1 Introduction

WITH the development of computer vision, consumers are demanding greater and more vivid visual experiences. Due to the limitation of the image sensor, the dynamic range of an ordinary digital camera is far lower than the natural scene, the captured images often show regions that are “too bright” or “too dark” [1,2,3]. High dynamic range (HDR) imaging technology is designed to solve this problem [4,5,6,7]. In general, the existing HDRI methods can be divided into two categories: the tone mapping based method and the multi-exposure image fusion based method [8,9,10]. Tone mapping based methods require HDR image data acquisition in advance, and show HDR images on the low dynamic range (LDR) displays using tone mapping techniques [11,12,13,14]. The method based on multi-exposure fusion skips the step of acquiring HDR image data and yields a tone mapped-like fused image directly, therefore, it generally takes less time to depict a high dynamic range of images than the tone mapping method [15,16,17]. In this paper, we achieve HDRI based on multi-exposure image fusion algorithm by merging multiple image sequences with different exposures.

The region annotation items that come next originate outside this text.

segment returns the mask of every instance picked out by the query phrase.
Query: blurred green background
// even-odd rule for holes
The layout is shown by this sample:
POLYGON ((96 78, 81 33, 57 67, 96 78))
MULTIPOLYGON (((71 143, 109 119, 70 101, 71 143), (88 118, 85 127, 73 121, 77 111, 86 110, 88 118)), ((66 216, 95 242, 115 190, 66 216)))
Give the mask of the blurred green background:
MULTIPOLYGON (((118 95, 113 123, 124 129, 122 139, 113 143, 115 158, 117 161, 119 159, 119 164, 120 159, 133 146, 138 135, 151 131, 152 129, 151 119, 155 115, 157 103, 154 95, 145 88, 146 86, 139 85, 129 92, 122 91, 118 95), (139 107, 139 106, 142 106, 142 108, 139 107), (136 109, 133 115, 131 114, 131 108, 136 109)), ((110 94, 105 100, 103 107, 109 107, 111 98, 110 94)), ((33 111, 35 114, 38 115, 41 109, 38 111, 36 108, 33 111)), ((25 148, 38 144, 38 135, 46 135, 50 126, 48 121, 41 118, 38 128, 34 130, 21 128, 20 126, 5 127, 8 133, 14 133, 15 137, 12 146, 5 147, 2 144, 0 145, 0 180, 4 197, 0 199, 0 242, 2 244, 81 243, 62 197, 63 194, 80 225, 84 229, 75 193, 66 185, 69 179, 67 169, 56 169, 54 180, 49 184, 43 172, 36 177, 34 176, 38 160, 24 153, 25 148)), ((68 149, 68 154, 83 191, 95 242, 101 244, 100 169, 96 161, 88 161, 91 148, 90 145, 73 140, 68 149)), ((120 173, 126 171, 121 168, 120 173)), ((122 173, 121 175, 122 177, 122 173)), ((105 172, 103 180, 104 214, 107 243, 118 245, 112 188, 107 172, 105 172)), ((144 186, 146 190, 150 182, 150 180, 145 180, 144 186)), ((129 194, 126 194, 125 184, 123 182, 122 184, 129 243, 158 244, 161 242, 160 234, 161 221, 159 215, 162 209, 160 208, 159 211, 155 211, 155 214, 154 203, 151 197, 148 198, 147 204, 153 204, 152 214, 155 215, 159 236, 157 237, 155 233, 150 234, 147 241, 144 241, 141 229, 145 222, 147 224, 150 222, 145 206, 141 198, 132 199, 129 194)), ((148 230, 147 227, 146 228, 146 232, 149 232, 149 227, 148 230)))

The primary goal of the multi-exposure fusion algorithm is to show a high dynamic range (HDR) target scene in a LDR image [18]. In recent years, many researchers have investigated multi-exposure fusion algorithms. Mertens et al. [19] proposed a multi-exposure image fusion algorithm based on the pyramid decomposition, i.e., Laplacian pyramids of LDR images and Gaussian pyramids of weight maps consist of contrast, saturation and well-exposedness, but at the cost of local information of the detail and context. Li et al. [20] proposed an image fusion algorithm with on guided filtering. It divided input image into base layer and detail layer, and guided filtering was used to construct weight map. This method could preserve local detail information well. Ma et al. [21] proposed a multi-exposure fusion method based on structural patch decomposition. While it could preserve a good global contrast, halo artifacts occur in regions with large differences in intensity values. In addition, Kou et al. [22] proposed a gradient domain multi-scale exposure fusion algorithm based on weighted guided image filtering.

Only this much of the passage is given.